Regarding this: could #4130 be caused by some kind of overflow or memory leak?

FrankR59 avatar Sep 03 '17 16:09 FrankR59

@FrankR59 Clearly not, see my https://github.com/eclipse/smarthome/issues/4130#issuecomment-325382966.

kaikreuzer avatar Sep 04 '17 08:09 kaikreuzer

Regarding this: could #4130 be caused by some kind of overflow or memory leak?

That issue is not related to this one, see https://github.com/eclipse/smarthome/issues/4130#issuecomment-325382966

That being said, AFAIK there never have been memory leak problems with Quartz.

kgoderis avatar Sep 07 '17 19:09 kgoderis

Anything new about this issue?
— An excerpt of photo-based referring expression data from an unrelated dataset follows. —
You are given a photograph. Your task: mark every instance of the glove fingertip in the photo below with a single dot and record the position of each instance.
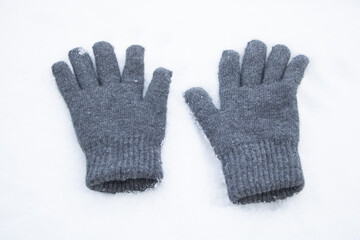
(163, 73)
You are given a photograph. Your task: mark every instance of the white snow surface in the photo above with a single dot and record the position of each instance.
(42, 168)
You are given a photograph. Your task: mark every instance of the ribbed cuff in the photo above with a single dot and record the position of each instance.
(128, 164)
(262, 171)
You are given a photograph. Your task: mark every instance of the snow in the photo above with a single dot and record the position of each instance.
(42, 168)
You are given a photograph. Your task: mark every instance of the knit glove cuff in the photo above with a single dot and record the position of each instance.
(263, 171)
(122, 165)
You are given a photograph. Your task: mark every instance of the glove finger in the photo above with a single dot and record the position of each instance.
(133, 74)
(64, 78)
(253, 63)
(296, 68)
(83, 68)
(229, 75)
(158, 90)
(107, 67)
(276, 64)
(203, 108)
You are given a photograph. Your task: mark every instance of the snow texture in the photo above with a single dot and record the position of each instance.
(42, 168)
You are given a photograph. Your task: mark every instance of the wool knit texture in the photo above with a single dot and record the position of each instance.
(119, 130)
(255, 132)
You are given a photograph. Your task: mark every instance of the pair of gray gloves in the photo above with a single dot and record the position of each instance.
(255, 132)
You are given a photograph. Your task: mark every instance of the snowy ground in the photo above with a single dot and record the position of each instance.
(42, 168)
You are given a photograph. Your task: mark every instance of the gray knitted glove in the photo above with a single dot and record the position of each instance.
(255, 132)
(119, 130)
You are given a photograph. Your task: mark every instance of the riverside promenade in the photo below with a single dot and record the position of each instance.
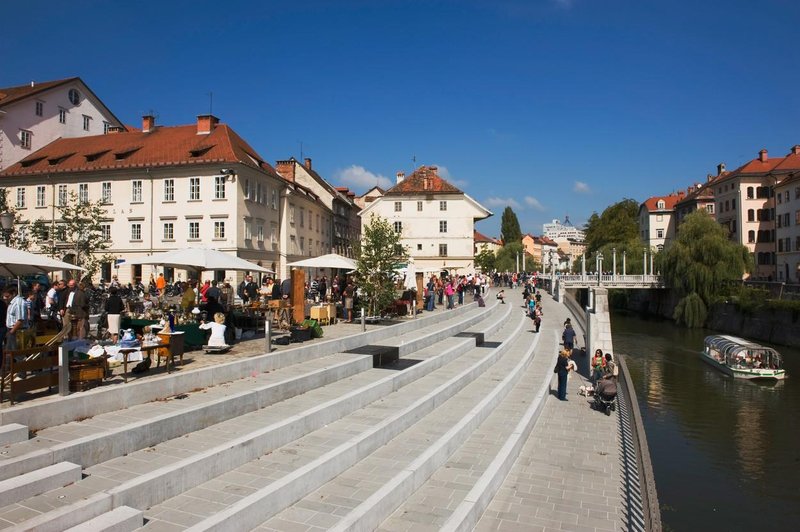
(461, 433)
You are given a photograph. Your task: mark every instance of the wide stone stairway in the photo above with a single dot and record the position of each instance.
(319, 437)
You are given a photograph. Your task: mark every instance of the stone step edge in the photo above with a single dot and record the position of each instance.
(468, 513)
(59, 410)
(381, 504)
(102, 446)
(37, 482)
(120, 519)
(259, 506)
(153, 488)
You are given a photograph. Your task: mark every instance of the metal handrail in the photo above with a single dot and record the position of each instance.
(650, 506)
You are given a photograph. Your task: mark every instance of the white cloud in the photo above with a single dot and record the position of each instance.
(359, 177)
(502, 202)
(581, 188)
(534, 203)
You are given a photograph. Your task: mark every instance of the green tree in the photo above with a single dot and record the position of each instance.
(78, 231)
(485, 259)
(698, 263)
(509, 227)
(378, 254)
(617, 226)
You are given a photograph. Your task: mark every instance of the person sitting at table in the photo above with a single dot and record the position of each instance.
(217, 338)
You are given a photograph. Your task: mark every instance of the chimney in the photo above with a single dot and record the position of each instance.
(206, 123)
(148, 123)
(286, 169)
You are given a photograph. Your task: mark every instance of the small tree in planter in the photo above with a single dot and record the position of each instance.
(378, 254)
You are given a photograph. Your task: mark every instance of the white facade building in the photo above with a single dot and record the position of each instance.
(34, 115)
(164, 188)
(435, 219)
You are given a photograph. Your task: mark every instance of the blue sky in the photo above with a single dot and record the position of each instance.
(552, 106)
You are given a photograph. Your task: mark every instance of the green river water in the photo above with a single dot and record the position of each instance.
(726, 453)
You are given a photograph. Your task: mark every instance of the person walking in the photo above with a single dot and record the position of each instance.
(563, 367)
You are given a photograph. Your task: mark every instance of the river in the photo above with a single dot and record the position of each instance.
(726, 454)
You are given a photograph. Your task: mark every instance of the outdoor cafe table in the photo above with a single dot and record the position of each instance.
(192, 334)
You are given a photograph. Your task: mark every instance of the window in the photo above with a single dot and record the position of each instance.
(219, 229)
(106, 191)
(25, 139)
(169, 190)
(136, 191)
(194, 189)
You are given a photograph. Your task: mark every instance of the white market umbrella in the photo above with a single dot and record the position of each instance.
(199, 259)
(16, 263)
(331, 260)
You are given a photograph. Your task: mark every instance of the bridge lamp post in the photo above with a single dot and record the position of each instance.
(599, 267)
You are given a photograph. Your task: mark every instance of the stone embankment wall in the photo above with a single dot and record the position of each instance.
(780, 327)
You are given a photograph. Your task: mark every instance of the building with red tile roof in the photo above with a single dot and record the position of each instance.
(166, 187)
(36, 114)
(436, 220)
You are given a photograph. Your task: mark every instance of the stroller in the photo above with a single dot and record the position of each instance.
(605, 395)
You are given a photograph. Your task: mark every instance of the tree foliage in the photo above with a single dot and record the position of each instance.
(378, 254)
(509, 227)
(618, 226)
(698, 263)
(78, 231)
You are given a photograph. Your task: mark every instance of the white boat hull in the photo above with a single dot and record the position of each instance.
(745, 373)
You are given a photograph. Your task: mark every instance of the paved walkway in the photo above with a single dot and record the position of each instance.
(570, 472)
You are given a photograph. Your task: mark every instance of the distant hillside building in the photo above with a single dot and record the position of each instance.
(435, 219)
(36, 114)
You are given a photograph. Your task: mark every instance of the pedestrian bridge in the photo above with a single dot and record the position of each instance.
(609, 280)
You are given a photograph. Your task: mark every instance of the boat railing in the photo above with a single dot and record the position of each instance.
(651, 518)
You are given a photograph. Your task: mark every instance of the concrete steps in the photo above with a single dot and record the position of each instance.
(153, 474)
(265, 486)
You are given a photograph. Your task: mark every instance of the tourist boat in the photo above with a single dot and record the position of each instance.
(743, 359)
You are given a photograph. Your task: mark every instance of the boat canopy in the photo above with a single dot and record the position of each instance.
(741, 352)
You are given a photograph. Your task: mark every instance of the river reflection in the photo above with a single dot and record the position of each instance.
(725, 452)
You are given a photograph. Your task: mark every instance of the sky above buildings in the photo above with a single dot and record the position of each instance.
(554, 107)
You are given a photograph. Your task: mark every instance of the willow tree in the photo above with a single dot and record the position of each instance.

I am using rpi3/stretch with ssd instead of sd-card and oh2.3.0 meanwhile, but time based cron rules still are stopping every few days!

FrankR59 avatar Sep 08 '18 18:09 FrankR59

I wanted to reference this issue: https://community.openhab.org/t/cron-didnt-fire-summer-time-issue/42477 because I think it might be related. Contrary to the title of the discussion I now believe that the cron fires. It probably just fires at the wrong (old) time. Since the calculations in the rule body probably use the correct (new) time, the value of the item didn't change.